Web Bonus: The Art and Science of e-Cultivation
Online constituent relationship management tools enable organizations to connect with donors and prospects with increasing success. In the span of just a few years, the amount raised online by many nonprofit organizations has grown significantly. Still, donor e-cultivation is an evolving specialty that requires development professionals to be constantly on the alert to measure results and refine strategies and tactics where needed to deepen engagement with donors and prospects.
How do you know if your online marketing and fundraising program is successful? Online marketing offers limitless metrics for analysis. Every organization is unique and has its own goals, so the first step is to focus on your organization’s strategic objectives, then define the metrics that best align with your goals. What are you trying to accomplish? What is the pattern of giving? Are constituents moving back and forth between channels? Are your key metrics trending up?
Key metrics
There has been a great deal of discussion on the value of measuring Web site visitors, open rates and click-throughs. These are the easiest metrics to obtain, and therefore get the most attention. But do these measures tell us anything important? Some observers suggest organizations stop looking at open and click-through rates altogether and focus exclusively on other, more conclusive measurements, such as conversion rates (the percentage of visitors to a Web site that take a positive action, e.g., subscribe, join or donate). There is no one magic number for donation page completion rates — they vary depending on the form and its content, the e-mail appeal used, list quality and cause.
In January, Convio published an analysis across 30 different organizations in six different verticals on several metrics, including donation page conversion rates where constituents were driven to those pages by e-mail campaigns. Our study found a median conversion rate (people reaching the donation pages to actually giving) of 10 percent, with significant variance by vertical (3 percent to 20 percent).
Of course, before you can get constituents to donate, you need to get them to open your message and click through to the landing page on your Web site. Organizations have found significant variation in open rates based on the subject line of their e-mail messages. For example, Consumers Union recently conducted a test of subject lines and found that when it sharpened its letter and created a new subject line, open rates and click-throughs were significantly above the organization’s average. In addition to your subject line, several other factors affect open rates, including the content of your e-mail message, clarity of the donation process and incentives to respond.
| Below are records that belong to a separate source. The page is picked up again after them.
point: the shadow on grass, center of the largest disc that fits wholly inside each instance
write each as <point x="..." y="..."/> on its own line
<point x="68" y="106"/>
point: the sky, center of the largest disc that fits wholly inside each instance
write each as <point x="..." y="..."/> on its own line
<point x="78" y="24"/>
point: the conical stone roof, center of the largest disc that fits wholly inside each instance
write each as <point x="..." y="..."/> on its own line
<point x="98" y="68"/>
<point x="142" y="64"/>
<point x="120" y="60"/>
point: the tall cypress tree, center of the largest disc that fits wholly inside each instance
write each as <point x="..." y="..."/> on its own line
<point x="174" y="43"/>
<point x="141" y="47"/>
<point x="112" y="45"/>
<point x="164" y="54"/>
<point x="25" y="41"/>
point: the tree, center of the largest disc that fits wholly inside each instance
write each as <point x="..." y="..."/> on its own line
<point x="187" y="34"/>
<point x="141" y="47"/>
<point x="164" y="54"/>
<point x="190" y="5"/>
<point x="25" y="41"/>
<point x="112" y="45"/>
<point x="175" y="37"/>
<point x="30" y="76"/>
One of the challenges in using open rates is accuracy. A growing number of e-mail clients block open-rate trackers, which has created a large and increasing amount of systematic errors in open rates. So if you’re going to track open rates, be sure to compare “apples to apples” — the same ISPs, time frames, similar types of message, etc.
While the value of measuring open and click-through rates continues to be debated, organizations are well-advised to monitor trends on these metrics. If a trend changes precipitously, adjust your strategies and tactics.
Improved performance
Benchmarking your key metrics against peer organizations can provide an accurate picture of how your strategies and tactics are performing across the sector. Be sure to compare your results against organizations in the same vertical segment, with a similar budget and e-mail file. To improve key performance metrics, consider these strategies and tactics:
1. Offer compelling content. Provide opportunities for user-contributed content to turn static copy into a conversation. Get your supporters to tell their stories online and comment on articles. For example, Trisomy 18 Foundation has realized significant list growth and additional fundraising through personal tribute pages that allow people to create sites in memory or in honor of someone, and share their inspirational stories, photos and updates.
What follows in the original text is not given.